Indeed, expectations around the Fed were whipsawed amid suspicions that Trump’s decision to intensify the trade skirmish was aimed largely or in part at getting the Fed to deliver the aggressive easing that Powell shied away from Wednesday when he described the central bank’s first rate cut in more than a decade as a “mid-cycle adjustment” and not the start of a “lengthy” cycle of cuts.
Meanwhile, investors will be watching China. While China’s yuan weakened to trade near the 7.0 level versus the dollar, most analysts expect Beijing to resist the temptation to significantly devalue the currency, with the focus likely instead to center on additional fiscal and monetary stimulus.
That reluctance stems partly out of fear that letting the yuan slide would destabilize domestic markets, said Alan Ruskin, chief international strategist at Deutsche Bank, in a note.
Meanwhile, he warned against “fading” global equity market weakness, noting that “tariff-related risk-off events tend to be multiweek and usually have considerable run in them.”
In that regard, he expects “the leading edge of global instability will emanate out of equities,” noting that most of the major equity pullbacks since early 2018 have followed negative developments on the trade front (see chart below).
Schroder’s Severinovsky said the U.S. market may be due for a correction. That doesn’t mean investors should dump U.S. equities, but “if folks are very overweight to the U.S. [they should] be mindful that the U.S. is not going to be divorced from global markets.”
“It’s not about selling U.S. exposure, it’s that people have become very overweight” U.S. stocks in large part due to the market’s outperformance, she said. Rebalancing efforts should focus on companies that have pricing power and that have avoided becoming overleveraged.

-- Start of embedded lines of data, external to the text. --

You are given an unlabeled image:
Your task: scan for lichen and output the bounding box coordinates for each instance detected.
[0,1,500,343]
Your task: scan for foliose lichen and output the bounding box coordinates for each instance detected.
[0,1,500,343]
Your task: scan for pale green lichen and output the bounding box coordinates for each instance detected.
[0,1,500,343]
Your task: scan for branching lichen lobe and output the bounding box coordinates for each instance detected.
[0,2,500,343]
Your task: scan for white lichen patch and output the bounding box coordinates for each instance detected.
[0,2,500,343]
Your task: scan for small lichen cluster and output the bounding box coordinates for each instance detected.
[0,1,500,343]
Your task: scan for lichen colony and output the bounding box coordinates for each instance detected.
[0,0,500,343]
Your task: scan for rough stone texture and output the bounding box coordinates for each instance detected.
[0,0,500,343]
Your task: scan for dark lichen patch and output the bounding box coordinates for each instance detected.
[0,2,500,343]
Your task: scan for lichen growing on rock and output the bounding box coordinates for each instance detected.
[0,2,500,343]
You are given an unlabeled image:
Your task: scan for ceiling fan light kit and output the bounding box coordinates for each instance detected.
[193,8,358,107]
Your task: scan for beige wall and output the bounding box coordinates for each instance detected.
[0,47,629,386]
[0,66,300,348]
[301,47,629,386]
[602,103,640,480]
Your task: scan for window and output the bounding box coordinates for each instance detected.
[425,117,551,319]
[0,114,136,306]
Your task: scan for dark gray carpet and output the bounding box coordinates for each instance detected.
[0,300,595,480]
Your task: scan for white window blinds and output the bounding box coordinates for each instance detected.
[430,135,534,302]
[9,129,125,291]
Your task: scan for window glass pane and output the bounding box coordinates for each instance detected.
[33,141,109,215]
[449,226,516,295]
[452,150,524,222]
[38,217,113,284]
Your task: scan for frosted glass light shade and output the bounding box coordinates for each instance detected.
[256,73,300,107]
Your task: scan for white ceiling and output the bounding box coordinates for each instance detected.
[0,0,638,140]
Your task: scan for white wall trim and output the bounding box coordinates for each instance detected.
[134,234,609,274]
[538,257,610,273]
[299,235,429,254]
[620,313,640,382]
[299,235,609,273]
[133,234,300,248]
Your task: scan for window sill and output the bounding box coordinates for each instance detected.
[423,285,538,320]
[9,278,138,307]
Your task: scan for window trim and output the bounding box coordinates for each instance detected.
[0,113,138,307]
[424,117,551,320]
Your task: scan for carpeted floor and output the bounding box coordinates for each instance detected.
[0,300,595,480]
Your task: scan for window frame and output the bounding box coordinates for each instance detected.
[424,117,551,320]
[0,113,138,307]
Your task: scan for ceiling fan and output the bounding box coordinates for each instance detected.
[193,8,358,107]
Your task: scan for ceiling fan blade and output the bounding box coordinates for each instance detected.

The week ahead, meanwhile, features a relatively light economic calendar. Among the highlights: the ISM July nonmanufacturing index is due Monday at 10 a.m., while weekly jobless claims come Thursday at 8:30 a.m. Eastern and the July producer-price index is set for Friday at 8:30 a.m. Eastern.
Earnings season, meanwhile, enters its latter stage. Through Friday, 77% of S&P 500 companies had reported second-quarter results.
The blended earnings decline, which combines actual results for companies that have reported and estimated results for companies that have yet to report, for the second quarter stands at -1%, up from -2.7% last week, according to FactSet. If -1% is the actual decline for the quarter, it will mark the first time the index has reported two straight quarters of year-over-year declines in earnings since the first and second quarters of 2016, meeting the definition of an “earnings recession.”